I am starting to hate the color pink. Somehow pink has come to represent breast cancer. Breast cancer is not cute. It is not frilly or girlie or stylish. Breast cancer is ugly and heart breaking and devastating. I guess it would not be very encouraging to use black ribbons to represent breast cancer, but I can't help but think that pink is wrong.
Today I participated in the Strides Against Breast cancer walk. When I look around at all of the pink balloons, pink clothing, pink feather boas I know that it is meant to show fighting spirit and to be encouraging. Still I can't help but think "Yeah, right." I did wear pink and I smiled and soaked up the sunshine. I breathed in the cold Fall air and enjoyed the company of my family, friends and community.
But I participated with mixed feelings.

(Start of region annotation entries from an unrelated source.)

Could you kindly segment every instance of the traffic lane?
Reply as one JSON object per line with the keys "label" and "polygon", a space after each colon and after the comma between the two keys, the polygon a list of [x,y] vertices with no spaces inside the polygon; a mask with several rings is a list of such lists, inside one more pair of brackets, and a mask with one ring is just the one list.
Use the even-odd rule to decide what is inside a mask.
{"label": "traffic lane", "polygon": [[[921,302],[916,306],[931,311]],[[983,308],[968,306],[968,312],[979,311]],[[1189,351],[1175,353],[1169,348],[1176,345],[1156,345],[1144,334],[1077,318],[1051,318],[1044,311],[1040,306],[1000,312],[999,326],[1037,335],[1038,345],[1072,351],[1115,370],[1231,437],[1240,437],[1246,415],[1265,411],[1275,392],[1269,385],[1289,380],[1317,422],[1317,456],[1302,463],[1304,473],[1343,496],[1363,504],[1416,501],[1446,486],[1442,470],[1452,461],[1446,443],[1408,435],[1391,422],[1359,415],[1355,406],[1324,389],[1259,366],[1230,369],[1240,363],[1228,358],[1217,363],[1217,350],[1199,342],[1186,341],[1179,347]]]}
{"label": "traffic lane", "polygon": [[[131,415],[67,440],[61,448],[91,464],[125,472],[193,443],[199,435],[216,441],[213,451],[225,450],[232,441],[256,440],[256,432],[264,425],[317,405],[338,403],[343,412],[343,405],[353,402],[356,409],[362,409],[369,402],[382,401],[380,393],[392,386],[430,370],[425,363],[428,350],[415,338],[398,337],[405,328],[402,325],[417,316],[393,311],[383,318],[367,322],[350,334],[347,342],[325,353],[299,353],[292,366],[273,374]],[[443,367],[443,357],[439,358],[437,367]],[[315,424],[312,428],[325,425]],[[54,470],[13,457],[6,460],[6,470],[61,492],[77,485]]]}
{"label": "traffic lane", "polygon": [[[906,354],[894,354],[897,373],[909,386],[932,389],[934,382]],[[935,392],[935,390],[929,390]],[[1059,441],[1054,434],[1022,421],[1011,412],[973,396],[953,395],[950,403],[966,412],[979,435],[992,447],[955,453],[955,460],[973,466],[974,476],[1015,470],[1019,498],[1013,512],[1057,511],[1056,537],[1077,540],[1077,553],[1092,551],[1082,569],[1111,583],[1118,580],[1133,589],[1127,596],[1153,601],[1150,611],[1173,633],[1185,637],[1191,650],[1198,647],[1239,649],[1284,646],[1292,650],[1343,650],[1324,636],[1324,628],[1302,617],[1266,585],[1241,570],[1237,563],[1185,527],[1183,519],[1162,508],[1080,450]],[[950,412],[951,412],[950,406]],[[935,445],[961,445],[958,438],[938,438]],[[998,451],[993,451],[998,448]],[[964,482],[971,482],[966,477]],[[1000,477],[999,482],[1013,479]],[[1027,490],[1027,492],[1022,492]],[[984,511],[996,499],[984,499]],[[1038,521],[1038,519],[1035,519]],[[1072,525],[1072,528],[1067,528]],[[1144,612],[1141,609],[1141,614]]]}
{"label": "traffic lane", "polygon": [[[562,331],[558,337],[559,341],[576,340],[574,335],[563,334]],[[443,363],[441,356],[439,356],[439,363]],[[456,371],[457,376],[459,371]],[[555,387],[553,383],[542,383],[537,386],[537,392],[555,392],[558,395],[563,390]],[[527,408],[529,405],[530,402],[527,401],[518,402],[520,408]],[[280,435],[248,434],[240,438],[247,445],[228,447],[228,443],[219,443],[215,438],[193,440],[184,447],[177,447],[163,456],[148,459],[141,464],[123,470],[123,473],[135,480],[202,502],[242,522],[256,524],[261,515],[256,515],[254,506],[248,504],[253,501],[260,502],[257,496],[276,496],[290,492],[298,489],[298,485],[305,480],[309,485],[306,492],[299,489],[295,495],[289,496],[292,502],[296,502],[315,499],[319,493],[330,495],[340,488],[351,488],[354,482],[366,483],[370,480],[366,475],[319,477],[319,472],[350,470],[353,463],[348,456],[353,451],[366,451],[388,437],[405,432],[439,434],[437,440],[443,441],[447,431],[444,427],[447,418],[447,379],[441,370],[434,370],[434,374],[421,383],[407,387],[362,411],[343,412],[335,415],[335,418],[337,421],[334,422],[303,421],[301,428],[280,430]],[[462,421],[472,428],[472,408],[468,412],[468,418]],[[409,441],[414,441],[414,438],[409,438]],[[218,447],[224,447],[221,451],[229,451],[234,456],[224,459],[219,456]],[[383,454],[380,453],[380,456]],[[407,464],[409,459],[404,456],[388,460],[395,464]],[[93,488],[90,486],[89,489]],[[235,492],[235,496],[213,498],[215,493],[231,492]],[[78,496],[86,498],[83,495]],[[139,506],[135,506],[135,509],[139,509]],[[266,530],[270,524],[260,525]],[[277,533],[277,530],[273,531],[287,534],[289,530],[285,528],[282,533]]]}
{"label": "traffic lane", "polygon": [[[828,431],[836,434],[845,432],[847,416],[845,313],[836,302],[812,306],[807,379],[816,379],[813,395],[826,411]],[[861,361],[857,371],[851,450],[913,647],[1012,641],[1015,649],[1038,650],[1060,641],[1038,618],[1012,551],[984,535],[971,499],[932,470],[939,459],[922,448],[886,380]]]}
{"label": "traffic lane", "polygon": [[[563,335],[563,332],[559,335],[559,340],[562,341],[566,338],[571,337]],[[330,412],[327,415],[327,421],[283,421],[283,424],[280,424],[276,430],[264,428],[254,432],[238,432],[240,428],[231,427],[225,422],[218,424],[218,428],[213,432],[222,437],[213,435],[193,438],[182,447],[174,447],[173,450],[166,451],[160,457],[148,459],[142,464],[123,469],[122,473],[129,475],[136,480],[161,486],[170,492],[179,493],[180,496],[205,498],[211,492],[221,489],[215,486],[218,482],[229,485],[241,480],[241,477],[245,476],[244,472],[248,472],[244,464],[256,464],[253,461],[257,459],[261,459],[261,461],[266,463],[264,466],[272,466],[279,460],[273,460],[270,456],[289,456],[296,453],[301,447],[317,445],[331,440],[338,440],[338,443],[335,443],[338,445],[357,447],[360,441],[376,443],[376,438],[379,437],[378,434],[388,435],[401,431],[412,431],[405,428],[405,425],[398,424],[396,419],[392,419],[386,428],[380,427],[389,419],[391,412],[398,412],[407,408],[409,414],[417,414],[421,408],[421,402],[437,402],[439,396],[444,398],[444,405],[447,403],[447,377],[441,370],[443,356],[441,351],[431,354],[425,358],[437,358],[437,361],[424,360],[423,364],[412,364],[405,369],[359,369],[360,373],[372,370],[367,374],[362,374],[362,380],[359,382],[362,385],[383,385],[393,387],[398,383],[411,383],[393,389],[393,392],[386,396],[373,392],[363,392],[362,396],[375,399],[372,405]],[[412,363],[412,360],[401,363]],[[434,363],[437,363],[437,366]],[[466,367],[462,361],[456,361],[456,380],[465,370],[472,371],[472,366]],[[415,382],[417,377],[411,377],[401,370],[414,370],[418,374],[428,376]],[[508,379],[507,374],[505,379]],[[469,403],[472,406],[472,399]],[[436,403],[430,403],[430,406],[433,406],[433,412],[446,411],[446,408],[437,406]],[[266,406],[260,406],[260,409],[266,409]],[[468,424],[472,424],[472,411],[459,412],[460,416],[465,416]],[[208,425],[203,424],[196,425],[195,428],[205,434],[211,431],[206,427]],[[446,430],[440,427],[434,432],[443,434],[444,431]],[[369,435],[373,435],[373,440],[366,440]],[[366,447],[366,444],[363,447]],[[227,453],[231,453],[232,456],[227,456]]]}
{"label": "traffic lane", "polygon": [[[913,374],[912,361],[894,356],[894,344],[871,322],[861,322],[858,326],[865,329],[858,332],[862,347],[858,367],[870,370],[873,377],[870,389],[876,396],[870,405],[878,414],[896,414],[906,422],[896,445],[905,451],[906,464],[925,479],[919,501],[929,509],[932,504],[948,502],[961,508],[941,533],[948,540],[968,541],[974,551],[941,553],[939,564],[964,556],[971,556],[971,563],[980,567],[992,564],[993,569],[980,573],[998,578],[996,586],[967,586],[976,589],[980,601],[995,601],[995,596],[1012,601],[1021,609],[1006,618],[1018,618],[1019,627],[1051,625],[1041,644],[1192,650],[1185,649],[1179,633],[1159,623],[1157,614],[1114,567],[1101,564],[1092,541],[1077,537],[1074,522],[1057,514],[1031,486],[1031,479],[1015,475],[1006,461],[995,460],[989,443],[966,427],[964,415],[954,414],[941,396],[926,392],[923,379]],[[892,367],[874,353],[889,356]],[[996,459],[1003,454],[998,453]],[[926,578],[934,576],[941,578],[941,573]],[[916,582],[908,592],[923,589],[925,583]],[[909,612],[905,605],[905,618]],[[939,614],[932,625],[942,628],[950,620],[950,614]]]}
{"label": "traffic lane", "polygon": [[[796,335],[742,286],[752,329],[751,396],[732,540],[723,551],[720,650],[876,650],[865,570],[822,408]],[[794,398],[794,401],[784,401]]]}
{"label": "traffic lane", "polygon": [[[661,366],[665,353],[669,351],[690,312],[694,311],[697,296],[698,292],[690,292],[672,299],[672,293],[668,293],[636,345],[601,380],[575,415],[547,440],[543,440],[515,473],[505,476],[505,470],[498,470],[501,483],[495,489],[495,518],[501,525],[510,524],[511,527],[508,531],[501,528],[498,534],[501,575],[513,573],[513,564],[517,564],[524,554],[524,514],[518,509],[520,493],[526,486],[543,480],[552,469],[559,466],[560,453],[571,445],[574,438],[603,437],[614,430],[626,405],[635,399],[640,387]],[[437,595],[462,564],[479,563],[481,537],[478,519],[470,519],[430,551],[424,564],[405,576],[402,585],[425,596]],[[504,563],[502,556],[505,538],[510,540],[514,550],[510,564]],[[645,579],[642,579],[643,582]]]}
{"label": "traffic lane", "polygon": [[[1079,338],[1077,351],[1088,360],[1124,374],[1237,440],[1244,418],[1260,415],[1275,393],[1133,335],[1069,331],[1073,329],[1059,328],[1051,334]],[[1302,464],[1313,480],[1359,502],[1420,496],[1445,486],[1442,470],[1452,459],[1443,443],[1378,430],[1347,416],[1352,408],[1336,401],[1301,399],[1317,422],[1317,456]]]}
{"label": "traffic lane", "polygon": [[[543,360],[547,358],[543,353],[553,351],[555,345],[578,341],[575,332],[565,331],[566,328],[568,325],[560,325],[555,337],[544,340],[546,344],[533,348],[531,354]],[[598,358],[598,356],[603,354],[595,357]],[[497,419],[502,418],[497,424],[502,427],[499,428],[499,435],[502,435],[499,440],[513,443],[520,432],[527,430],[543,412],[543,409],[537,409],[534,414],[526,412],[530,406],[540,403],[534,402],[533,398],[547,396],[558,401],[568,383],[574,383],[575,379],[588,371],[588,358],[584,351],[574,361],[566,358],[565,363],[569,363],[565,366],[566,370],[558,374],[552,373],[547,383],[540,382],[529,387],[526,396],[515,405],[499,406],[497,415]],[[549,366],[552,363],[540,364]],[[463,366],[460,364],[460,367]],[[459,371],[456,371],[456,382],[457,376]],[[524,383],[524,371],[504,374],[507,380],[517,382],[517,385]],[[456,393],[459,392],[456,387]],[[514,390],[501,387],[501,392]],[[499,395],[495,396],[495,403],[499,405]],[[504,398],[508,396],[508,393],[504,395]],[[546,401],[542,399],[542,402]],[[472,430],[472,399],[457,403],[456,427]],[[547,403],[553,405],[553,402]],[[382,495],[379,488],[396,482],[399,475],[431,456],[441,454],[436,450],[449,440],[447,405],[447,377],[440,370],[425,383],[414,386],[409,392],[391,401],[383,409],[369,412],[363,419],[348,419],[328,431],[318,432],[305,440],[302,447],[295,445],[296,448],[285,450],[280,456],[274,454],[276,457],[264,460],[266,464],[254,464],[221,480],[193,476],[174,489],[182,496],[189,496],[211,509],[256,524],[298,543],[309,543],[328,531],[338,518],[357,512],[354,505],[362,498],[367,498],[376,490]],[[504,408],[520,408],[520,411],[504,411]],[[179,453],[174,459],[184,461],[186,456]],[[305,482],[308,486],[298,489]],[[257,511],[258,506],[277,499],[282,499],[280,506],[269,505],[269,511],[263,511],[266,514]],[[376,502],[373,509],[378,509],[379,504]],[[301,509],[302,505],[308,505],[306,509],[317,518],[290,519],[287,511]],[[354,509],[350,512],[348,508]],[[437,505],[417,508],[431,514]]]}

Many outlet stores were open early. They were selling "pink products." Sometimes a portion of the proceeds go to breast cancer charities. Sometimes they don't. Either way I feel exploited. It's all about marketing.....the pink ribbon gets people to buy. Why not make a donation to your favorite breast cancer charity and leave the corporations and shopping out of it? Many pink ribbon products contain carcinogens. Pink ribbon cosmetics and personal care products contain parabens and toxic ingredients. Pink M & M s are delicious, but not exactly part of an anti-cancer diet. One yogurt company tells us to send back the lids from their yogurt to raise money to prevent breast cancer. Their yogurt is full of hormones and sugar. Unfortunately these companies are fooling many people and making a lot of money in the process.

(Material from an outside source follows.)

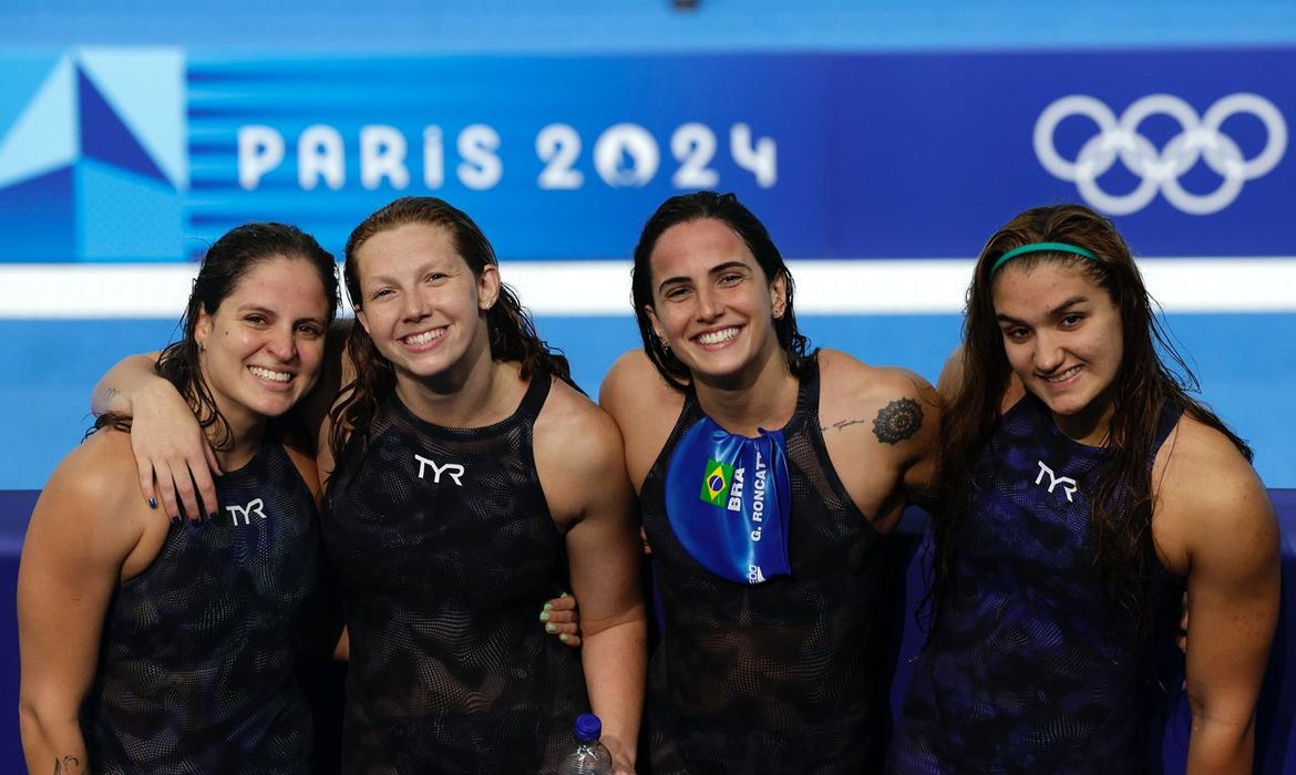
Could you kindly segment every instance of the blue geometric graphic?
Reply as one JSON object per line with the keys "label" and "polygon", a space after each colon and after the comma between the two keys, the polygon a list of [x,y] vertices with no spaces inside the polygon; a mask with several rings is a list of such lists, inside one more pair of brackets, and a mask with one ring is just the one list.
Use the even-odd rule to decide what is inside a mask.
{"label": "blue geometric graphic", "polygon": [[26,78],[0,88],[14,117],[0,127],[0,262],[180,258],[184,58],[76,49],[31,78],[39,66],[17,62]]}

Then there are the speakers. There were breast cancer survivors up on stage and given a microphone. They spoke about "fighters" "warriors" and "winners". Yes, I am struggling with this disease, but I do not think of it as a battle. Are the millions of women who have died of breast cancer "losers"? A positive attitude is a great thing to have. It certainly makes life easier, and probably boosts the immune system. But a positive attitude is NOT the cure for cancer. Women who have died of breast cancer did not die because they didn't wear enough pink ribbons or have enough fighting spirit and death is not failure.
I participate in the Strides walk because The American Cancer Society provides important services and I believe in raising money for their programs. I also love to go sign the "Survivor's Book." Every year I sign the book and write how long I have been a "survivor." I enjoy seeing that number go up. I enjoy telling the volunteer at the survivor's booth that I will see her next year. I enjoy being on my best friend's team every year and using the day to mark the years that we are both living well with cancer. I bring my daughter with me. We both look around at the people wearing signs that say they are walking in memory of their mother. Our hearts sink. We are even more grateful to be together. I talk to her again about healthy lifestyle choices and early detection.
I have mixed feelings, but I choose to be a part of the walk. There are so many positive things that come from it. When I get home the pink ribbons are put away and there are no balloons, streamers or inspirational songs blasting. I go back to the real world of breast cancer. It is not so pretty, but it is the only one I've got. I go back to the life that Strides celebrates and just live.